One of the major drawbacks of the potato protein as presently used is that the recovery of potato protein in pure form has shown to be very difficult. Most methods of the prior art yield potato proteins in low purity, are not selective and/or are unable to separate the different functionalities.
The non pre-published European patent application 06077000.5 describes a selective and efficient process for the isolation of native potato protein and the different native potato protein fractions with a high degree of purity. This patent application also mentions that native potato protein patatin isolate and native potato protease inhibitor isolate can be used as a gelling agent in a food product.
For gel formation, various types of protein gelling mechanisms and compounds are known and applied in the prior art. Typical examples include thermogelling (for instance gelatine can form a gel after cooling a solution), acid induced gelling by denaturation and flocculation, and gel formation by partial degradation of proteins using enzymes. Conversion processes have also been described for instance by Creusot (PhD thesis, “Enzyme-induced aggregation of whey proteins with Bacillus licheniformus protease”, Wageningen University, The Netherlands, 2006), wherein a gel is formed via one step (native gel→gel) or two step (native protein→pre-aggregate→gel) gel formation processes.

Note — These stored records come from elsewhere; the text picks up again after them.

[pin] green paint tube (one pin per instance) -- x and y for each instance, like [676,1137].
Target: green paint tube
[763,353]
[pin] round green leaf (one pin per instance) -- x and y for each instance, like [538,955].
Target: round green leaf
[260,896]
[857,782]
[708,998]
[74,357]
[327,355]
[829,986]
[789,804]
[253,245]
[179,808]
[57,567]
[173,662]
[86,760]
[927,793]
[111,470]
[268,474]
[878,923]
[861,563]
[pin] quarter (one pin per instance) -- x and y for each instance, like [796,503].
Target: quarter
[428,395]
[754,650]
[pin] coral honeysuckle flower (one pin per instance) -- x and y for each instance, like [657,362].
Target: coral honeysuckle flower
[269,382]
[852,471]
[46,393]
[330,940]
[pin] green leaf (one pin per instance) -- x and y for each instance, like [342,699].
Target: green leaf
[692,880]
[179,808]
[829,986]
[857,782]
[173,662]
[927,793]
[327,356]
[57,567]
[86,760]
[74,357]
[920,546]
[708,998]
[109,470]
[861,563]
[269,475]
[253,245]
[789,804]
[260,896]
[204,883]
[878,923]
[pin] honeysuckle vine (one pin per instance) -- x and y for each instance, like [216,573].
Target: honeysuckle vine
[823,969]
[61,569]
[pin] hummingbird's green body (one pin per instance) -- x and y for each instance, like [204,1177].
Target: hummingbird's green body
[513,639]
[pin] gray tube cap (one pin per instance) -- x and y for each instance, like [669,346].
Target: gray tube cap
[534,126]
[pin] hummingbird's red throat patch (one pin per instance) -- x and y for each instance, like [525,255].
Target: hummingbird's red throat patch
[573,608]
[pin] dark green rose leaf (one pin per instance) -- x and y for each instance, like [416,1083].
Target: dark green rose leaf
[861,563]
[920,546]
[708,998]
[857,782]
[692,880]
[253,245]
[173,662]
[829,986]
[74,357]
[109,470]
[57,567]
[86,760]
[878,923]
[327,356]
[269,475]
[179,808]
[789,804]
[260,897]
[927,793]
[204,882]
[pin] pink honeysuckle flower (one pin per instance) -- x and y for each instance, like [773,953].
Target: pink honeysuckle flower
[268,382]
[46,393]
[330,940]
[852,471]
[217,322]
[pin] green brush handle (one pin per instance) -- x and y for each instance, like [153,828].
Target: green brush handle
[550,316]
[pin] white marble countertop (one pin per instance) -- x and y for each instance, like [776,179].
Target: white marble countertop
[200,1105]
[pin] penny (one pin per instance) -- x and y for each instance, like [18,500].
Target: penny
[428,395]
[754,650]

Particularly in sterilised foods, a control of the gel formation is important. The currently available proteins show a wide variety of gelling behaviour, but do not show a heat independent gel formation. This would be desirable for applications in high protein foods and acid foods.
In addition, it is desirable to replace animal proteins and/or allergenic proteins such as gelatine, egg and whey/milk proteins, in consumer products.
Furthermore, it is desirable to have an easy gel formation process with mild processing.